The Godfather leaned over, until his face was almost touching hers. ‘Get it sorted out,’ he growled, ‘or you’re dead. You understand me?’

After he had gone, Scheherezade sat quietly for a while, shivering a little and trying to get her mind clear. On the one hand, she recognised, he was absolutely right; the story was getting away from her, to such an extent that it had almost stopped being a story. It was frightening how easily it had happened. It had to be stopped, she could see that, or where would it all end? Next thing you’d know, they’d all be at it:

(‘Look! It fits!’

‘Of course it fits, you idiot, it’s a standard size four, D fitting. But that’s not her. For God’s sake, man, do you think I’d spend all evening dancing with something that looks like that?’

‘But it fits, Your Majesty. And Your Majesty did say…’)

Unthinkable. But, on the other hand, the story felt right. She didn’t know why. She hadn’t known why for some time, but that hadn’t worried her too much. After all, she didn’t know why the sun rose or why the rain fell, but she had a shrewd idea that they were supposed to do it.

On a notional third hand, if she didn’t get it all back under control and doing what it was supposed to do, she was going to die.

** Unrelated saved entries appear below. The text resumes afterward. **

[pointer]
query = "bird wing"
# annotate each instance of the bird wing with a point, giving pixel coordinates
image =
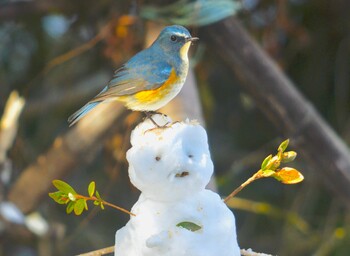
(139, 74)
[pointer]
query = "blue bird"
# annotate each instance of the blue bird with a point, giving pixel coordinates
(151, 78)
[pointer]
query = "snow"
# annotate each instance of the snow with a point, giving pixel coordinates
(171, 167)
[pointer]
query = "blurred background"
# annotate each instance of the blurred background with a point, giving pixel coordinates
(59, 54)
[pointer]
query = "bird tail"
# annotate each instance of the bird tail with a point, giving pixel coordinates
(82, 112)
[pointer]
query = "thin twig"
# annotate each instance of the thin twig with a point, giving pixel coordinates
(243, 185)
(99, 252)
(93, 198)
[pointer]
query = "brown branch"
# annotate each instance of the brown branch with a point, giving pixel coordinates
(67, 152)
(282, 103)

She thought about it. She scribbled notes on the back of her hand. She drew little diagrams. She muttered things to herself such as ‘Suppose this soap-dish here is Akram, and this hairbrush is the girl…’

It didn’t help.

Just when she was on the point of giving the whole thing up as a bad job (and after all, why postpone the inevitable? Death and happiness ever after aren’t so very different) it came to her, like the apple falling on Sir Isaac Newton’s head.

Except; instead of an apple, suppose it had been a tiny scale model of a bomb?

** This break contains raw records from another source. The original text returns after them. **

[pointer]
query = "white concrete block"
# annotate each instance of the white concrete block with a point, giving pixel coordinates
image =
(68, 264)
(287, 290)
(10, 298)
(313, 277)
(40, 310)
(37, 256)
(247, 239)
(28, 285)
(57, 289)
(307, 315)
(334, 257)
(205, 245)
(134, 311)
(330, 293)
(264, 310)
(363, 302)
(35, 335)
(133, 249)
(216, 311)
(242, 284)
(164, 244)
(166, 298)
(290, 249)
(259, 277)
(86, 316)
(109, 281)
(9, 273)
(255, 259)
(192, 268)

And instead of Sir Isaac Newton, suppose it had been the Wright brothers?

John Fingers sat down on the floor of his lock-up garage and listened. No distant sirens. No slamming of car doors, no clattering of big clumping police boots. Silence.

It had worked. Yippee!

A big, silly grin spread over his face like an oil slick as he opened his big canvas holdall and pulled out big handfuls of lovely crisp banknotes. Lovely, lovely money; tens, no, hundreds of thousands of pounds. It was hard to believe that there was this much money in the whole wide world.

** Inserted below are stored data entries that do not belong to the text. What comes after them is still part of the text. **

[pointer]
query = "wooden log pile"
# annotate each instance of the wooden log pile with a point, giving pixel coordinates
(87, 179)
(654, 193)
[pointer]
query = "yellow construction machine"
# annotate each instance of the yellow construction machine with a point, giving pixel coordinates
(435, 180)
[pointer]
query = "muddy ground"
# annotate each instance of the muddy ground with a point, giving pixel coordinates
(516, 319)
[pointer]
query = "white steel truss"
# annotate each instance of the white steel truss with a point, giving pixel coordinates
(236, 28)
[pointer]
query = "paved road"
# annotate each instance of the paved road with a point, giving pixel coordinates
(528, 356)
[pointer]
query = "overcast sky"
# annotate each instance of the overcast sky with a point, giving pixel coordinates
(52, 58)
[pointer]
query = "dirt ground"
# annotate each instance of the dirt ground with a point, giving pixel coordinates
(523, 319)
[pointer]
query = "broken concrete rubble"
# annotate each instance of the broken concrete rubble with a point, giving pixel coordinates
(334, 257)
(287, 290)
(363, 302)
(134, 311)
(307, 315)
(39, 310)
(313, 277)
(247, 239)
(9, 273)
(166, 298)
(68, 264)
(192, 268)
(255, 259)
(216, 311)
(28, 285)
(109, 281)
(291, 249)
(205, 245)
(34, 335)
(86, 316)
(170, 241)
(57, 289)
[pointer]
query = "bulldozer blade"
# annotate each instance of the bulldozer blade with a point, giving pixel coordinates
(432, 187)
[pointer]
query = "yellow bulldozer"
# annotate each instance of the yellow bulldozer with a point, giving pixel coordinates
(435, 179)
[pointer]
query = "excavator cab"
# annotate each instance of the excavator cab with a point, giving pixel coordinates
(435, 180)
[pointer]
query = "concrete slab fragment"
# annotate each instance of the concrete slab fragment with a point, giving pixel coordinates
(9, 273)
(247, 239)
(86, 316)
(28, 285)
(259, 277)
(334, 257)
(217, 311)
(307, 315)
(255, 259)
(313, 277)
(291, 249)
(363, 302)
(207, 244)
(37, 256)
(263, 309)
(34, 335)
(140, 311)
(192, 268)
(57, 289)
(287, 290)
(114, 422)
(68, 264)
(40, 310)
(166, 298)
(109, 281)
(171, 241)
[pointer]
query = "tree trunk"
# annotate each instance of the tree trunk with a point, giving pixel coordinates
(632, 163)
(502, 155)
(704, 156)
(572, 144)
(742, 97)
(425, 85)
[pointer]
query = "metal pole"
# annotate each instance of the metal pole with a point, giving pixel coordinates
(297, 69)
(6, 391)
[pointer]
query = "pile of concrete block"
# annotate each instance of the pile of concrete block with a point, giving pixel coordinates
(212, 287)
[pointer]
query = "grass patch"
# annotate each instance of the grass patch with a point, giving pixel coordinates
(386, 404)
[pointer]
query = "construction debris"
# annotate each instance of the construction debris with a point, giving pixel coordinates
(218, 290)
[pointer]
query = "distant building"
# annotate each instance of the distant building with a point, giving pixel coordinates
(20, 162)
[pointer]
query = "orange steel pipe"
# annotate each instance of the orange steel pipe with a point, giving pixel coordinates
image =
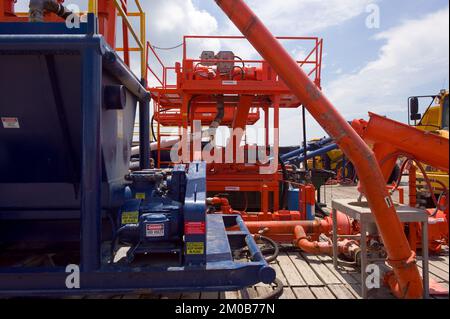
(350, 248)
(401, 258)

Tradition demanded that he should heap it all up on the floor, roll on it, scoop up great handfuls of the stuff and pour it over his head like snow. Bugger tradition; he’d only get it dirty and leave traces of oil and dust on the notes which the forensic boys would use to put him in prison. Instead, he stacked it neatly in piles of ten thousand pounds each. It took a long, long time.